O Socialismo e a Guerra (A atitude do POSDR em relação à guerra).
V. I. Lénine
O Socialismo e a Guerra (A atitude do
POSDR em relação à guerra)
V. I. Lénine
Os Princípios do Socialismo
e a Guerra de 1914-1915 (excertos)
A Atitude dos Socialistas em Relação às Guerras
Os socialistas sempre condenaram as
guerras entre os povos como coisa bárbara e brutal. Mas a nossa atitude em
relação à guerra é fundamentalmente diferente da dos pacifistas (partidários e
pregadores da paz) burgueses e dos anarquistas. Distinguimo-nos dos primeiros
pelo facto de compreendermos a ligação inevitável das guerras com a luta de
classes no interior do país, de compreendermos a impossibilidade de suprimir as
guerras sem a supressão das classes e a edificação do socialismo, e também pelo
facto de reconhecermos inteiramente o carácter legítimo, progressista e
necessário das guerras civis, isto é, das guerras da classe oprimida contra a
classe opressora, dos escravos contra os escravistas, dos camponeses servos
contra os senhores feudais, dos operários assalariados contra a burguesia. Nós,
marxistas, distinguimo-nos tanto dos pacifistas como dos anarquistas pelo facto
de reconhecermos a necessidade de estudar historicamente (do ponto de vista do
materialismo dialéctico de Marx) cada guerra em particular. Na história houve
repetidamente guerras que, apesar de todos os horrores, atrocidades,
calamidades e sofrimentos inevitavelmente ligados a qualquer guerra, foram
progressistas, isto é, foram úteis ao desenvolvimento da humanidade, ajudando a
destruir instituições particularmente nocivas e reaccionárias (por exemplo a
autocracia ou a servidão), os despotismos mais bárbaros da Europa (o turco e o
russo). Por isso é necessário analisar as particularidades históricas da guerra
actual.
A Guerra Actual é uma Guerra Imperialista
Quase todos reconhecem que a actual
guerra é uma guerra imperialista, mas na maior parte dos casos deturpam este
conceito ou aplicam-no unilateralmente, ou insinuam em todo o caso a
possibilidade de que esta guerra tenha um significado progressista burguês,
nacional-libertador. O imperialismo é o grau superior de desenvolvimento do
capitalismo, atingido apenas no século XX. O capitalismo passou a sentir-se,
apertado nos velhos Estados nacionais, sem cuja formação ele não teria podido
derrubar o feudalismo. O capitalismo desenvolveu de tal modo a concentração que
ramos inteiros da indústria foram açambarcados pelos consórcios, trusts e
associações de capitalistas milionários, e quase todo o globo terrestre está
dividido entre esses «senhores do capital», sob a forma de colónias ou
enredando países estrangeiros com os milhares de fios da exploração financeira.
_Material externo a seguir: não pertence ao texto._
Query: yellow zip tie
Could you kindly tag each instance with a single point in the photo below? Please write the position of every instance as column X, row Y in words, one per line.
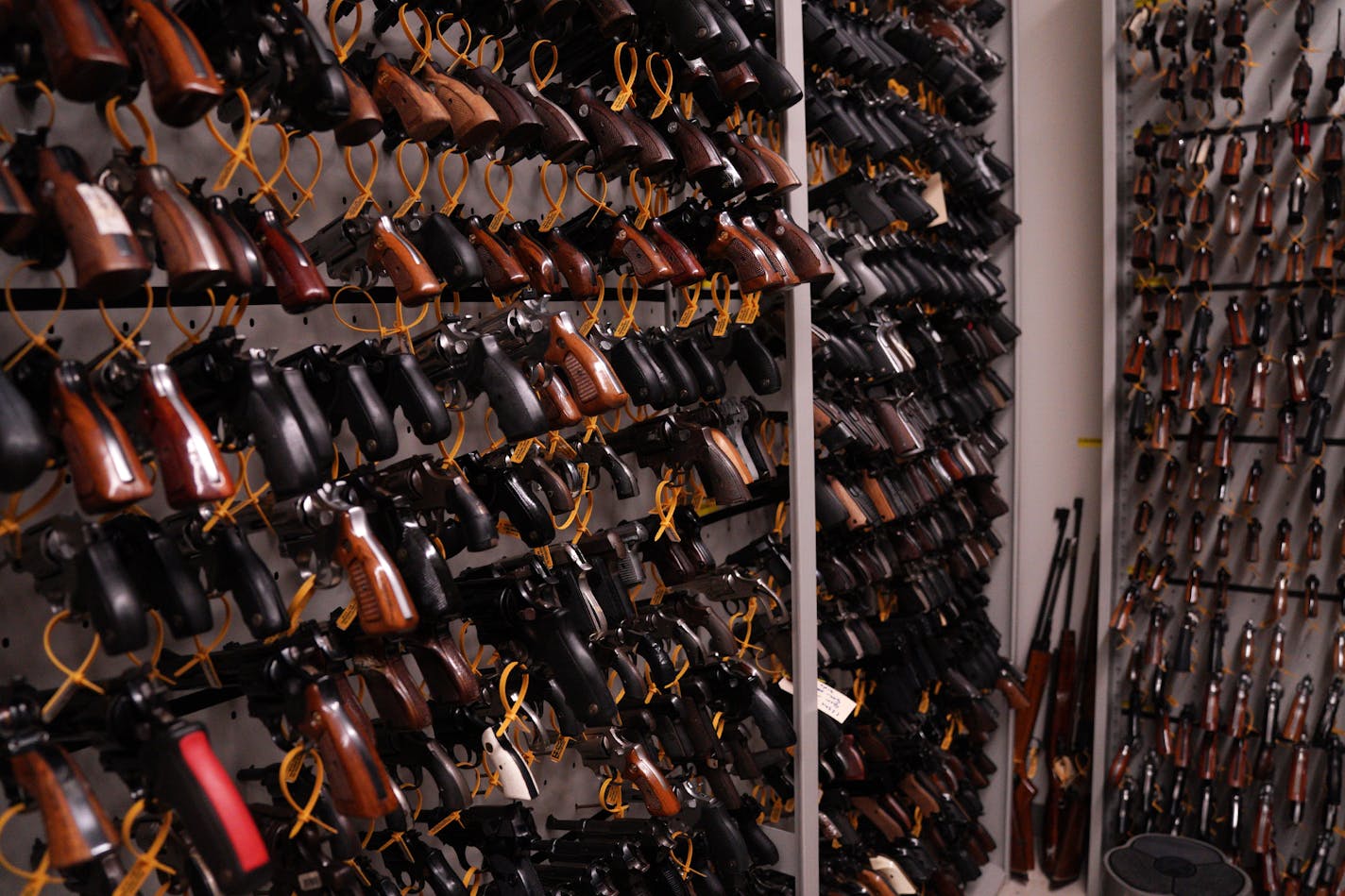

O comércio livre e a concorrência foram substituídos pela tendência para o
monopólio, para a conquista de terras para o investimento do capital, para a
extracção de matérias-primas, etc. De libertador de nações que o capitalismo
foi na luta contra o feudalismo, o capitalismo imperialista tornou-se o maior
opressor das nações. De progressista o capitalismo tornou-se reaccionário, desenvolveu
as forças produtivas a tal ponto que a humanidade terá ou de passar ao
socialismo ou de sofrer durante anos ou mesmo decénios a luta armada das
«grandes» potências pela manutenção artificial do capitalismo por meio das
colónias, dos monopólios, dos privilégios e de opressões nacionais de toda a
espécie.
(...)
«A Guerra é a continuação da Política
por outros meios (a saber: pela violência)»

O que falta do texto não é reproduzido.